Мясников — маленький худощавый человек. Полжизни он провел на строительных лесах. Мы спросили его, что он думает об индийских верхолазах. Он улыбнулся и сказал: «Очень храбрые ребята и прекрасные монтажники. Однажды двое верхолазов поспорили между собой, кто заберется по веревке на макушку семидесятиметровой трубы Бхилайской электростанции. И один поднялся: он карабкался разувшись — по древнему рецепту всех мальчишек».
Подошел инженер-индиец, и Мясников начал с ним весьма горячий и столь же непонятный нам технический спор.
А мы вспомнили мудрые слова: «Если ты посадил хотя бы одно дерево, значит, жил не зря». А домны? Как их пересчитать на деревья? Где тот великий бухгалтер, который в колонках цифр выразит признательность миллионов людей создателям мудрых печей?
НОГИ НА СТОЛЕ
Мы побывали и в Руркеле, где специалисты из Федеративной Республики Германии строили металлургический завод. Мы встречались с разными людьми, многое видели. Не собираемся сравнивать Бхилаи с Руркеле. Пусть читатель сам делает выводы.
Видите полосы на моем теле? Это следы раскаленного железа. Даже издалека видно, какие они черные, эти полосы. Я не раб, потому что в Индии нет рабства. И не преступник, если, конечно, не считать преступлением то, что мой брат работал у немецкого механика. Но разве братские узы — преступление?
Да, преступление. Теперь я так думаю. Мои шрамы — свидетельство тому. Мне сказали, что механик потерял сто рупий, а мой брат, его слуга, исчез.
— Говори правду, — сказали мне немцы. — Я сказал им, что я его брат, и это единственная правда, а ничего другого не знаю.
И тогда механик приказал своим: «Выбейте из него правду!»
Сначала они сорвали с меня одежду, затем принесли раскаленные прутья.
Очень больно, когда бьют раскаленными железными прутьями. Но разве они добились иной правды, кроме той, что я им сказал сразу? Нет, они только оставили эти длинные, черные полосы на моем теле. Вы спрашиваете меня: «Кто способен назвать честного человека преступником?» Я отвечу вам: «Только тот, кто сам настоящий преступник».
Мы стоим у парадного подъезда роскошного современного здания. Стоять можем сколько душе угодно, но внутрь путь заказан: эти двери открываются «только для немцев». Это Немецкий клуб в Руркеле.

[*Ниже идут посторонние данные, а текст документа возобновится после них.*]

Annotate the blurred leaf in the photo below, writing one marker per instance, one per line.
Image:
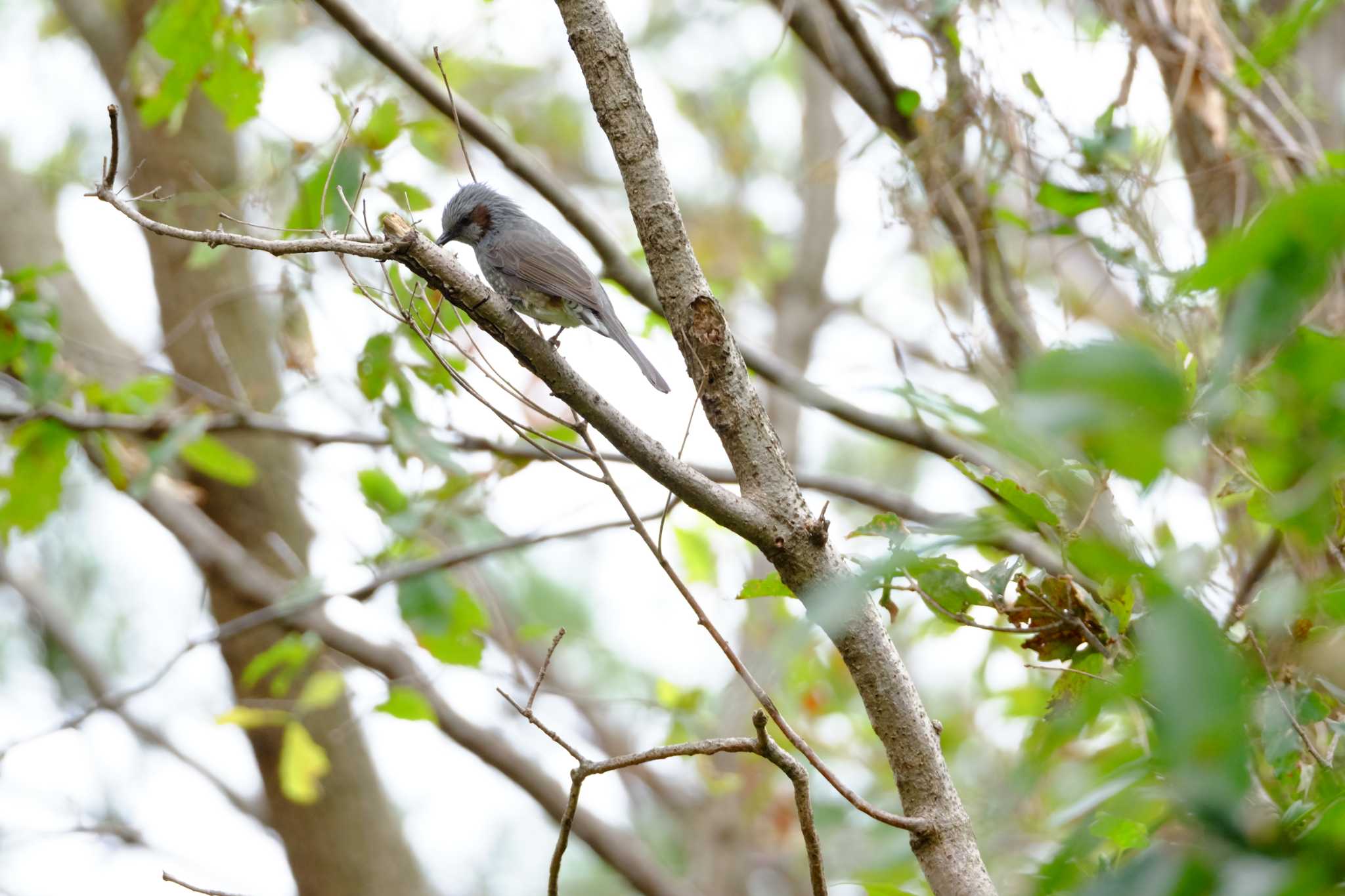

Правда, некоторых индийцев туда допускают: тех, кто служит у немецких специалистов. На улицу вырываются пьяные голоса. Западногерманские инженеры поют свою любимую «Руркельскую песню». Она не оригинальна и в основном перепевает «частушки» штурмовиков:
После многократного повторения этих истин раздается всплеск воды: бутылки, подносы — все, что попадается под руку, летит в бассейн.
В Бомбее тоже есть свой парадный подъезд «Брич Кэнди» — известный бассейн, который открыт только для белых. Об этом гордо сообщает мраморная плита, вывешенная еще при англичанах.
Мы стоим у парадного подъезда Немецкого клуба в Руркеле. Нас туда не пустят. Да мы и сами не пойдем.
— Почему они прячут его от меня? — спрашивает Басу, индийский инженер. — Это же чертеж, а не ключ от сейфа. Чертеж крана. Правда, чертеж поможет мне лучше разобраться в механизме. Потому-то мне его и не показывают. У них молотка не допросишься. А это довольно сложный кран. И нам придется на нем работать, а не немцам.
Но ключ нам не дают, прячут его. Как собаки на сене.